F.G.: Hier empfehle ich das offene Gespräch mit dem Kind. Eltern sollten herauszufinden versuchen, welche Motive dahinterstecken, welche Rolle ihr Kind spielt. Will es einfach dabei sein, oder hat es Angst, selber dranzukommen, wenn es nicht mitmacht? Auf keinen Fall sollten die Eltern ihr Kind bestrafen. Dadurch würden sich die Ressentiments gegenüber dem «Opfer» nur verstärken. Viel wichtiger ist es, Empathie für das gemobbte Kind zu wecken. Ein «Täter» oder «Mitläufer» muss verstehen, dass das «Opfer» seinetwegen leidet. Die zentrale Frage ist jetzt: Was kannst du machen, damit es dem Kind wieder bessergeht? Manchmal hilft auch ein Buch oder ein Film zum Thema.

Wie können Eltern ihr Kind vor Mobbing schützen?

F.A.: Das ist nicht so einfach, weil die Risikofaktoren nicht primär beim Kind zu finden sind, sondern im sozialen Umfeld. Grundsätzlich müssen Kinder wissen, dass das «Opfer» nicht schuld am Mobbing ist, auch wenn die Mobber ihm dieses Gefühl geben.
Wichtig ist, dass das Kind weiss, dass es mit seinen Eltern darüber sprechen kann. Die Eltern sollen ihm eine eigene Meinung zugestehen, und es soll von klein auf lernen, nein zu sagen. Zudem können sie es dabei unterstützen, Freundschaften zu festigen, indem sie zum Beispiel andere Kinder zu sich nach Hause einladen oder mit ihrem Kind und einem Gspänli etwas unternehmen. Wenn ein Kind gute Freunde hat, wird es tendenziell seltener zum «Opfer» – allerdings bietet dies keinen hundertprozentigen Schutz. Auch gut integrierte Kinder können zu Mobbingopfern werden.

Welche Vorgehensweise empfehlen Sie, wenn im Kindergarten ein Kind gemobbt wird?

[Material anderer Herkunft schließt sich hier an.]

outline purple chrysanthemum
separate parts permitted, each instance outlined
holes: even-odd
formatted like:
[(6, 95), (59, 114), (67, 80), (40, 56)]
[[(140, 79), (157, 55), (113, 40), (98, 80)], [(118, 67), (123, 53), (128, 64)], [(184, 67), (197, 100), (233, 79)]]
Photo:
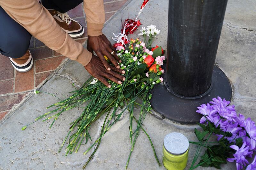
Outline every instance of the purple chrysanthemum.
[(218, 127), (222, 122), (220, 115), (215, 114), (214, 115), (208, 115), (206, 116), (206, 118), (210, 122), (213, 123), (215, 127)]
[(252, 121), (250, 117), (246, 119), (244, 122), (244, 129), (250, 136), (250, 148), (251, 149), (253, 149), (256, 145), (256, 126), (255, 126), (255, 122)]
[(212, 99), (212, 100), (210, 103), (213, 105), (212, 107), (220, 116), (230, 121), (237, 117), (235, 106), (228, 106), (230, 103), (230, 101), (226, 100), (225, 99), (222, 100), (219, 97), (217, 99)]
[(237, 123), (240, 127), (245, 127), (245, 125), (244, 124), (244, 116), (241, 114), (239, 114), (238, 116), (235, 118), (234, 121)]
[[(234, 123), (232, 122), (227, 122), (227, 121), (225, 121), (224, 122), (226, 122), (227, 123), (223, 124), (220, 129), (223, 132), (228, 132), (230, 133), (231, 135), (231, 137), (226, 137), (225, 138), (229, 141), (229, 142), (233, 142), (235, 139), (239, 137), (238, 133), (242, 129), (242, 128), (238, 127), (238, 123)], [(218, 137), (217, 138), (218, 140), (220, 140), (223, 136), (222, 135), (218, 135), (217, 136)]]
[(224, 99), (223, 100), (222, 100), (220, 97), (219, 96), (217, 97), (217, 99), (213, 98), (212, 99), (212, 100), (213, 100), (213, 101), (210, 101), (210, 103), (213, 105), (217, 106), (221, 104), (224, 107), (226, 107), (230, 103), (230, 101), (226, 100), (225, 99)]
[(256, 156), (254, 157), (252, 163), (247, 166), (245, 170), (256, 170)]
[(214, 105), (212, 107), (217, 111), (221, 116), (230, 121), (232, 121), (237, 117), (236, 113), (233, 106), (228, 106), (224, 107), (224, 106), (220, 103), (219, 105)]
[(239, 170), (243, 168), (243, 166), (245, 166), (246, 164), (248, 164), (249, 162), (245, 159), (246, 156), (252, 153), (252, 151), (249, 150), (249, 146), (246, 146), (246, 143), (244, 142), (243, 145), (240, 148), (236, 145), (231, 145), (230, 147), (234, 149), (236, 152), (233, 154), (234, 158), (228, 158), (227, 159), (228, 161), (233, 162), (236, 161), (236, 169)]
[[(197, 107), (198, 109), (196, 112), (204, 116), (212, 115), (217, 113), (217, 111), (209, 103), (207, 103), (206, 105), (203, 104), (200, 106), (201, 107)], [(203, 116), (200, 119), (199, 122), (200, 123), (203, 123), (206, 122), (206, 120), (205, 117)]]

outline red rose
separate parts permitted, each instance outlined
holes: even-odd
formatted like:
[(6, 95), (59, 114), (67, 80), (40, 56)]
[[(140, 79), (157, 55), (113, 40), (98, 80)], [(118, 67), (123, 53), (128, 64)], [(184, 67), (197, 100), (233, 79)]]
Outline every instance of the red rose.
[[(158, 47), (159, 47), (159, 46), (158, 46), (157, 45), (156, 45), (156, 47), (155, 47), (155, 48), (151, 48), (151, 51), (152, 51), (152, 52), (153, 52), (153, 51), (154, 51), (154, 50), (157, 48)], [(163, 48), (162, 48), (162, 47), (161, 47), (161, 49), (162, 50), (162, 55), (164, 55), (164, 50), (163, 49)]]
[(147, 64), (147, 67), (149, 67), (155, 61), (155, 59), (151, 55), (148, 55), (148, 56), (144, 59), (144, 63)]
[[(156, 66), (157, 65), (157, 64), (154, 64), (151, 66), (151, 67), (150, 67), (149, 69), (149, 71), (151, 71), (154, 73), (156, 73), (157, 72), (157, 71), (156, 70)], [(161, 71), (163, 70), (163, 69), (161, 68), (161, 67), (159, 67), (158, 68), (158, 69), (159, 69), (159, 71)]]

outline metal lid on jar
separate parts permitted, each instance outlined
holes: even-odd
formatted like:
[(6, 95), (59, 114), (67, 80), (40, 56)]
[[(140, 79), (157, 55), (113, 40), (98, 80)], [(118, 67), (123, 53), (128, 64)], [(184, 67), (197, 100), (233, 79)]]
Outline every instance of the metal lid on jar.
[(188, 138), (179, 133), (173, 132), (167, 135), (164, 139), (165, 150), (172, 155), (179, 155), (185, 153), (188, 149), (189, 144)]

F.G.: Eltern und Lehrpersonen müssen Kinder ernst nehmen und dürfen die Vorfälle nicht bagatellisieren. Sie müssen lernen, Mobbing zu erkennen und von Konflikten zu unterscheiden, und klar Stellung beziehen, dass jedes Kind das Recht darauf hat, sich im Kindergarten wohlzufühlen. Als sehr wirksam hat sich der «No Blame Approach» (Herangehensweise ohne Schuldzuweisung) erwiesen, bei dem es nicht darum geht, den «Täter» oder die «Mitläufer» für ihr Verhalten zu verurteilen, sondern darum, eine Lösung für die Situation zu finden. Einerseits sucht die Lehrperson das Gespräch mit dem vom Mobbing betroffenen Kind, andererseits bildet sie mit einem Teil der Klasse eine Helfergruppe, die aus dem «Täter», aus «Mitläufern» und unbeteiligten Kindern besteht. Dieser Gruppe schildert sie in Abwesenheit des «Opfers», dass es diesem nicht gutgeht und sie die Hilfe der Gruppe braucht, damit es sich wieder wohlfühlt. Ziel ist das Wecken von Empathie bei den Kindern und die Veränderung ihrer Rollen. Die Kinder sollen nicht als «Täter» oder «Mitläufer», sondern als Helfer angesprochen werden.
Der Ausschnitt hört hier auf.